Mad Max: Fury Road is a triumph of visual, symbolic storytelling.
There is an absolute minimum of spoken language in this movie, and George Miller uses almost exclusively visual language to explain things. In the first half hour of the movie this is amazingly well done. The stunning thing is that the first half hour is not only a dazzling start of non-stop brutal action, but the information about the world of Mad Max is introduced at the same time: the scarcity of water, the strict gender roles, and ritualistic society and the whole lay-out of the stronghold. There is a very high density of information being communicated in a very economical way.
I want to stress this point. George Miller removed as much dialogue as was possible, leaving the storytelling only to the visuals. Consider for example the first scenes of Max and Furiosa together. There is no talking. Max still has this mask on his face and he fights Furiosa. The whole scene is performed in gestures and body language. The visuals tell us that they’re evenly matched, and when the enemy approaches, they need each other. This sets up the balance of power between the two characters for the rest of the film. Furiosa finally talks and tries to convince Max with moral arguments to stop, but only when she asks “do you want that mask off your face?” does Max halt, showing us that he is purely a pragmatic person trying to survive.

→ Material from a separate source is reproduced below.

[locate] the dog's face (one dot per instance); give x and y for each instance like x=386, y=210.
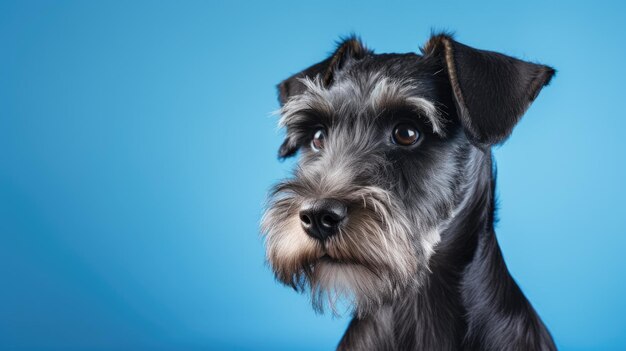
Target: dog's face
x=388, y=145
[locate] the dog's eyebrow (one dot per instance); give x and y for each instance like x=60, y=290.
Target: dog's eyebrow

All of this could have been explained in dialogue, but that isn’t the way of the film. Just about every piece of information is communicated this way. If you do not recognize this visual storytelling and you are waiting for spoken cues, the movie may seem simple or bland, but it isn’t. It is rich and elegant in silent symbolic language. It is pregnant with meaning and invites reflection. The sparse talk too is mostly indirect. At one point, Max tells Furiosa: “If you can’t fix what’s broken, you’ll go insane.” This isn’t just a generalization but a direct reflection on both their psychological struggles, but the movie doesn’t spell it out for you.
The same symbolic storytelling is present whenever women are on the screen. They all have very clearly defined roles in the movie’s world as milk or baby producers. And men too, as disposable fighters or bloodbags. Only the runners in the truck throw off those roles, including Furiosa and Max of course. They are the only real individuals. Everyone else, both the women and the warriors, have proscribed functions. You could even see Max’s mask as a symbol of a social mask; a role. In the end, he reattaches his blood tube to save Furiosa, but this time by his own choice, signifying that the freedom of choice is the difference between a forced role and an expression of personhood. Fittingly, it is also the moment when he mentions his own name.

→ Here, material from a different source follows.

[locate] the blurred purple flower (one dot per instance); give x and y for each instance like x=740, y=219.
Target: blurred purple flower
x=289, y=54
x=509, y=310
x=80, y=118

When the only visible women in the world are a little group, huddled together in a truck, it’s hard not to interpret their actions and choices as symbolic or representative of womanhood in general, and I think that was Miller’s intention too. And Miller’s interpretation is that they are a diverse bunch. The group of women together have different ethnicities and different personalities and are through that diversity a representation of the whole. One of them is dismissive and angry, blaming men for the destruction of the world. Another is scared and tries to run back to the warriors, hoping for their understanding and acceptance. A third one develops a crush on one of the warboys and sees through his faulty religion to the suffering person underneath (and him being redeemed through love).
Later in the movie, the symbolism around nature continues. In one scene, they ruin the last vestiges of nature (“we’ll use that thing” “it’s a tree”) to pull technology forwards (the truck). Or consider Max wiping off blood with mother’s milk, as a bringer of death who rejuvenates himself with life-giving liquid.
Besides all this, Mad Max: Fury Road is quite beautiful, highly entertaining and exciting, and has iconic scenes, lines and characters. The windswept deserts show every color of yellow and orange in the setting sun. The action is gripping and involving, with some of the best action scenes of the past ten years. The little speech there is, is very quotable, and the characters have very memorable visual appearances.
It is nearly October now in honestly a bit disappointing year for movies. But even if The Avengers 2, Terminator 5, Mission Impossible 5 and all the rest had been better, it would still have been my favorite movie of the year so far.